İkinci konuya gelince, soruyu hatırlamaya çalışıyorum çünkü uzun bir cevap verdim, kusura bakmayın, hatırlatmanız mümkün mü ikinci soruyu? Kusura bakmayın lütfen.

BAŞKAN FATİH DÖNMEZ - Şöyle: Aslında CRM'le alakalı olarak sormuştum yani bu kurumsal şirketlerden bir sürü veri alınıyor ama bir profesyonel destek alınması konusu, dolayısıyla verilerin paylaşımı.

HYPE KURUCUSU SARPER DANIŞ - Teşekkür ederim.

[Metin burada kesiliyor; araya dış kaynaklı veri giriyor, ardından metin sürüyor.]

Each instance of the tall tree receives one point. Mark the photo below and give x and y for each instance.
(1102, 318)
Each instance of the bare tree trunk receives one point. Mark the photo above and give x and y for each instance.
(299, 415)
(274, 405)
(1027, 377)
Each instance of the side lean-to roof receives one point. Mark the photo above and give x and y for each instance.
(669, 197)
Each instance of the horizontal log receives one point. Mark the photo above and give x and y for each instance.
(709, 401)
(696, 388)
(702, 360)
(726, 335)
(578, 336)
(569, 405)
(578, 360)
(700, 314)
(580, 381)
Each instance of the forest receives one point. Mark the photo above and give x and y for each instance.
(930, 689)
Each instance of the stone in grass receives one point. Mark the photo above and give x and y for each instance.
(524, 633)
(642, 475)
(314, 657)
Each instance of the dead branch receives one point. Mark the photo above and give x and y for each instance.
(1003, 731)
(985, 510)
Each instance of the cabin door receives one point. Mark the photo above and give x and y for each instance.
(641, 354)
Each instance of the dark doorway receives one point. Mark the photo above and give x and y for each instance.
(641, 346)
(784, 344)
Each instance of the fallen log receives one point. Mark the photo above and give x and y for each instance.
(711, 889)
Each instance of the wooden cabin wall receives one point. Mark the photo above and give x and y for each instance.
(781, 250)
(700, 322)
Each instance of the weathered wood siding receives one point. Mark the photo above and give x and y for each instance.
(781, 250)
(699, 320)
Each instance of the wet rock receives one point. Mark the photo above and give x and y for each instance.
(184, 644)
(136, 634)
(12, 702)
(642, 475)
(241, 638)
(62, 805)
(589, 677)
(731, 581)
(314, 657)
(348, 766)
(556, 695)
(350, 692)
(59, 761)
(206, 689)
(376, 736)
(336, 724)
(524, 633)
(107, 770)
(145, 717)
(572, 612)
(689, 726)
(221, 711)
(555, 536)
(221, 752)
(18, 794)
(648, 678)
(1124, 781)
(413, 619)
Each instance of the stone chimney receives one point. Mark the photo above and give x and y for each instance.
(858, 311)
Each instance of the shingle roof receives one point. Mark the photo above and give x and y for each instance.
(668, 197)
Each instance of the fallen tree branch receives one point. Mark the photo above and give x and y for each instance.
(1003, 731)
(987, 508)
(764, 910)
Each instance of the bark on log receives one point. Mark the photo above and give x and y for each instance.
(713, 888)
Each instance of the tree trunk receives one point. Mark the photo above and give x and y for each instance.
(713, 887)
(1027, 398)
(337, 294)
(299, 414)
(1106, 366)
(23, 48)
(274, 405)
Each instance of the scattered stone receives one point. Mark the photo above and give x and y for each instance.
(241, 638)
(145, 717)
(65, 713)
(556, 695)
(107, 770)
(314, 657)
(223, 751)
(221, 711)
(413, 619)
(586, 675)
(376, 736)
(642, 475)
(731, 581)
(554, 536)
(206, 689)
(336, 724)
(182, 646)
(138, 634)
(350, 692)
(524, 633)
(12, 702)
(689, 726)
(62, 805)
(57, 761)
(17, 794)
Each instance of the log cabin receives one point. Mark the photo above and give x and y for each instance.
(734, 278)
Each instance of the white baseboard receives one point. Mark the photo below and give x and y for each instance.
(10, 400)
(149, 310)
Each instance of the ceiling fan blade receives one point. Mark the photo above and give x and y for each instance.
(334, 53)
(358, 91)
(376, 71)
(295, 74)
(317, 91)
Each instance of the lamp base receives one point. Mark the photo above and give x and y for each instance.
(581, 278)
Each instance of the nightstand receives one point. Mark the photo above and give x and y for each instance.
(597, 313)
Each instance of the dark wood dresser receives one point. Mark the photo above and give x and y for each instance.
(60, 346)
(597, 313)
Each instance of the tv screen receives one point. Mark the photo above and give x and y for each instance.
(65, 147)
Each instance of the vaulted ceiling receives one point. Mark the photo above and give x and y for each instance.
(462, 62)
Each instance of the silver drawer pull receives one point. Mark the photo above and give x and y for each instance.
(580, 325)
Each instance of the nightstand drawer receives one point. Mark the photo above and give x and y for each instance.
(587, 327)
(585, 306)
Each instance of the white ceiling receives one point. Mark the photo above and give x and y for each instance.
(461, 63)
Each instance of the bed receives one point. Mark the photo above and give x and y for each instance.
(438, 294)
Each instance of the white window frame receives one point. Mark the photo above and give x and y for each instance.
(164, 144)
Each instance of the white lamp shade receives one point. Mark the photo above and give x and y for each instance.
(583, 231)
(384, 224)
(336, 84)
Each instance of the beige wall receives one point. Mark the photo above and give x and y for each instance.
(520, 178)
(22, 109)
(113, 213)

Şimdi, şöyle: Şu anda da -örnek veriyorum- META'ya, Google'a bazı veriler yükleniyor yani bazı müşteri verisi, büyük markaların verileri yükleniyor. Bu yüklenme sırasında "hash"leme dediğimiz bir teknoloji kullanılıyor yani bu bilgileri tamamen karıştırıp, sadece bizde olan bir şifreleme yöntemiyle yukarı gönderip, o veriyi artık çok anlamlı olmayan yani kullanılmaz hâle gelen bir veri hâline getiriyoruz. Bu, kurumsal yapıların zaten istediği bir şey. "Bana verini normal yollama, ben bunun sorumluluğunu almak istemiyorum, bu beni de sıkıntıya sokar." diyerek zaten bu teknolojiler üretildi, bu birinci yöntemi ama daha sağlıklı yöntemi şu, bundan sonrası için yapay zekâ bağlantılı da söylemek istiyorum bunu: Bu, bugüne kadar uygulamalar yani Google'a, META'ya gönderilen müşteri verileri de var çünkü "Benim müşterim bu reklamı görsün ve şu şekilde görsün." gibi hedeflemeler yapılabilsin diye yapılıyor. Yapay zekâ içinde şu mevcut: Yani biz eğer ki şu an OpenAI'a, ChatGPT'ye bir şey yazarsak bu artık bizden çıkmış bir bilgi yani "Bunu sakın kullanma." deme durumunda değiliz ne yazık ki. O yüzden daha açık kaynak kodlu mesela "DeepSeek" gibi -yani Çin'in ürettiğine bir örnek vereyim burada- bizlerin kullanması için daha uygun olan yapay zekâ teknolojileri de geliyor ve gelecek, buralara konsantre olabilirsek ileride o zaman kendi verimizi işleme şansımız oluyor çünkü o zaman sadece işletim sistemini bize veriyorlar, biz kendi bilgisayarlarımızda, kendi ülkemizde bunları işleyip bu verileri kullanabiliyoruz. Bu daha önce de zaten kullanılan bir yöntem son senelerde hani gelen kanunlarla birlikte. O yüzden bu yöntemi en makul yöntem olarak görüyoruz. İleriki dönemlerde de daha açık kaynak kodlu, daha bizim verimizle işi olmayacak, kapalı sistemleri olmayan... OpenAI, Apple, Google, META, bunlar daha kapalı sistemler, zaten bütün ülkelerin hükûmetleri tarafından da sorgulanan konuların başında geliyor bu. O yüzden burada daha açık kaynak kodlu datayı, veriyi kendimizde sakladığımız teknolojileri kullanmak daha uygun olacaktır ileride.